In recent days, economists have worried about the blackouts that have swept across many Chinese provinces, as coal prices rise and the government ramps up efforts to reduce energy use and carbon emissions.
More than half of Chinese provinces failed to meet central government energy consumption targets in the first half of the year, according to the Chinese state economic planner. Many localities in these provinces, including the economic powers of Jiangsu, Zhejiang and Guangdong provinces, have strictly limited power consumption for businesses and factories.

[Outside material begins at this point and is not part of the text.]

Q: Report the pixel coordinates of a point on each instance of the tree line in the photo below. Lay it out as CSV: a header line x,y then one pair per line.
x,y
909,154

Coupled with soaring coal prices, power outages in many areas are expected to persist until the end of the year as local governments aim to meet emissions targets, the economist at ANZ Betty Wang. Meanwhile, the global focus on China’s energy policy in the run-up to a closely watched UN climate change summit in a month’s time will likely keep the pressure on Chinese policymakers to maintain their position. position, she said.
In a sense, the rush to harness energy and production is the result of China’s surprisingly resilient manufacturing and export boom over the past year, which has resulted in increased consumption of energy and undermined the ability of local governments to meet Beijing’s emissions control targets.
If it lasts until the end of the year, the electricity crisis and the resulting production cuts in China’s manufacturing centers could lower the country’s gross domestic product by about 1 percentage point in the year. fourth quarter, according to Morgan Stanley economists.
“Fourth-quarter economic growth is likely to slow further without a change in government policies,” said Zhiwei Zhang, economist at Shenzhen-based Pinpoint Asset Management.
In addition to the power shortage, the market began to take into account the growing risks to the Chinese economy after China Evergrande Group,
one of the largest and most indebted real estate developers in the country, has not paid interest on its bonds, raising questions about its financial stability.
Last week, economists from several financial institutions, including Nomura, China International Capital Corp.
and S&P Global Ratings, cut their forecasts for Chinese economic growth this year, citing the electricity crisis and the slowdown in real estate. Citigroup also lowered its forecast for Chinese economic growth next year this week, after lowering its growth forecast for 2021.
September marks the third consecutive month of weakening economic figures. After the recovery peaked in the first half of the year, the Chinese economy began to show warning signs in July and August. Thursday’s PMI figure now suggests that September’s figures may continue the downtrend, although a positive signal may come from the Chinese services sector. The industry was derailed last month by an outbreak of the Covid-19 Delta variant, which has since been brought under control.
China’s official non-manufacturing PMI, which includes the services and construction sectors, rebounded to 53.2 in September, from 47.5 in August, according to data released Thursday by China’s Bureau of Statistics. The sub-index following the service sector improved to 52.4 from 45.2 the previous month, while the sub-index measuring construction activity weakened to 57.5 from 60, 5, according to the statistics office.
While PMI data showed some recovery in the service sector last month, the slowdown in construction activity has served as a reminder of the difficult situation in the Chinese real estate market, which is suffering from lower home sales and downturns. under construction.
“The power shortage and the housing slowdown have amplified market concerns about China’s near-term growth prospects,” said ANZ’s Ms. Wang.
—Grace Zhu contributed to this article.